When we went looking for the Chuichu West Cemetery in Casa Grande, we didn’t quite know what we’d find. We lucked out. As the GPS directed us away from the city and into the desert, we were soon on reservation land. The Tohono O’odham (Papago) are a Piman-speaking American Indian tribe living in the Sonoran Desert of Arizona and Sonora, Mexico. There are four reservations in Arizona with a combined acreage of over 2.8 million. We were on Ak Chin (1912).

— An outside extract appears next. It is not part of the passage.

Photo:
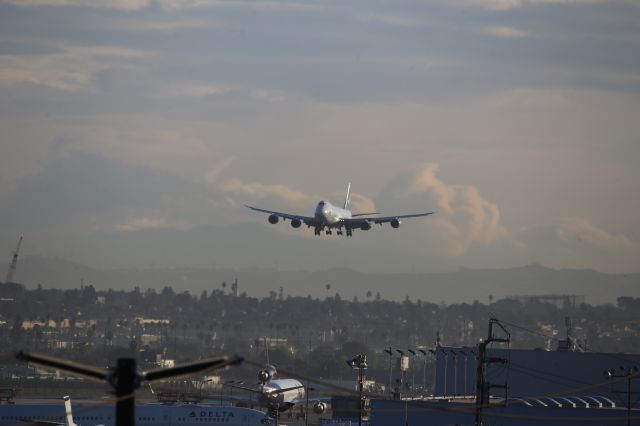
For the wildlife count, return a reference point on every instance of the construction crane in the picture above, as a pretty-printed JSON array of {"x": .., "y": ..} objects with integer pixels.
[{"x": 14, "y": 263}]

The bright silk flowers stood out against the green-spotted browns of the desert, their colours providing a sharp contrast to the simple white crosses. Walking around Chuichu West Cemetery I wondered at the obvious Catholicism but further reading tells me that
Although many Papagos became Catholic in the eighteenth century, having clustered around Spanish presidios and missions to escape the Apache, it was a Catholicism heavily mixed with traditional beliefs.
In addition to statues of Our Lady, the crosses, and the rosary beads, other symbols dotted the graves in Chuichu West Cemetery. The man in a sombrero next to a cactus might well be a hat tip to their Mexican brethren. But it was the Man in a Maze image, the Tohono O’odham emblem, that fascinated me.

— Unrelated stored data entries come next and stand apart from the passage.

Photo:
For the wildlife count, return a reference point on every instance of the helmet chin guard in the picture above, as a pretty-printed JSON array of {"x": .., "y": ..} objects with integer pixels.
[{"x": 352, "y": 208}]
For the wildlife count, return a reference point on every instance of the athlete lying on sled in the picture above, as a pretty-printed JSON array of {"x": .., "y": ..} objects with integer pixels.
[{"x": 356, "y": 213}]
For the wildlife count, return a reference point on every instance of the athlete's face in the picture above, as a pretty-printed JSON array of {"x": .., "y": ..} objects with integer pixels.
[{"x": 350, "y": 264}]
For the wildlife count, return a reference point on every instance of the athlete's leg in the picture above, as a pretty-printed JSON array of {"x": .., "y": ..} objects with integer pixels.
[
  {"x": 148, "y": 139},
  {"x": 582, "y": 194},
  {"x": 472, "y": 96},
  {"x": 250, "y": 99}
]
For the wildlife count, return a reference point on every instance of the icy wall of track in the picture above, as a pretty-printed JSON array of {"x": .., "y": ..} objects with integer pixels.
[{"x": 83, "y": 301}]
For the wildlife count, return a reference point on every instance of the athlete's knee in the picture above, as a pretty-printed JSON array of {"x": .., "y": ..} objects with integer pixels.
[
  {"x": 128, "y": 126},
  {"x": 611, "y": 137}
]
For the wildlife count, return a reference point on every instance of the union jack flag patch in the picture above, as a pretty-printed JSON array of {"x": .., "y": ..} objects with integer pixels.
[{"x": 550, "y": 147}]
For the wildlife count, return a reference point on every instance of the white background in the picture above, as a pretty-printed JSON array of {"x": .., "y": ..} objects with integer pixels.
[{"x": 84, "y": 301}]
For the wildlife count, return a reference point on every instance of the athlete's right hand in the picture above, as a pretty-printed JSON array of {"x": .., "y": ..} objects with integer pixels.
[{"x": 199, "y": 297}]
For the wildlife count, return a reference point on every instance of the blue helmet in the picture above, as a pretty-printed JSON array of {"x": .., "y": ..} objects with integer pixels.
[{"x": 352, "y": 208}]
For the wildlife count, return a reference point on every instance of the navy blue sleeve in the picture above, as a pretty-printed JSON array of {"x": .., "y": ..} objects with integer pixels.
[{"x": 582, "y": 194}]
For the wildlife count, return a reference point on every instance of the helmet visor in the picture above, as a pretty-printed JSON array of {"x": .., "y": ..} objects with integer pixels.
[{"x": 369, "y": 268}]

The man entering the maze has only one path he can travel – life and all it entails.
The Man in the Maze design symbolizes experiences and choices we make in our journey through life. The center of the life symbol is your goal in life. There is a dream at the center and you reach the dream when you get to the middle of the maze. Upon reaching the center of the maze you have one final opportunity (the last turn of the symbol) to look back at your choices and path, before the Sun God greets you, blesses you and passes you into the next world.
At the entrance of the maze, the figure of the man represents birth. The white path is the journey through life with all its ups and downs. Life lessons are many and include observation, independence, and truth. It’s the symbol of life for the tribe, one I hope has not been lost.
Few of the graves had names or dates that were decipherable. But all had flowers and most had cans of coke and bottles of water. Unopened. The few that had names were difficult to research. I did find an obituary for Hugh James Antone, who was born in Toawa, AZ and served in the Army during WWII. Antone, a labourer by trade, received the European-African-Middle Eastern Campaign and Good Conduct medals and the Distinguished Unit Badge. Buried here in Chuichu West Cemetery, he was a member of St Augustine Church.
We had passed St Augustine’s on the way in and stopped there on the way out. Billed as a typical village church, it dates back to 1912. Sadly, like most Catholic churches around the world, it was locked. A peek in the opaque part of the stained glass window in the door showed that the seats faced each other and not the altar. It made for a much more welcoming environment and gave it a friendlier feel. That set me thinking. Perhaps the best sort of religion is a religion that is a blend of many beliefs. I like that the Tohono O’odham are welcomed by the Sun God at the end of their days and love the fact that their church offers a sense of community. I’d very much like to go to mass there one day.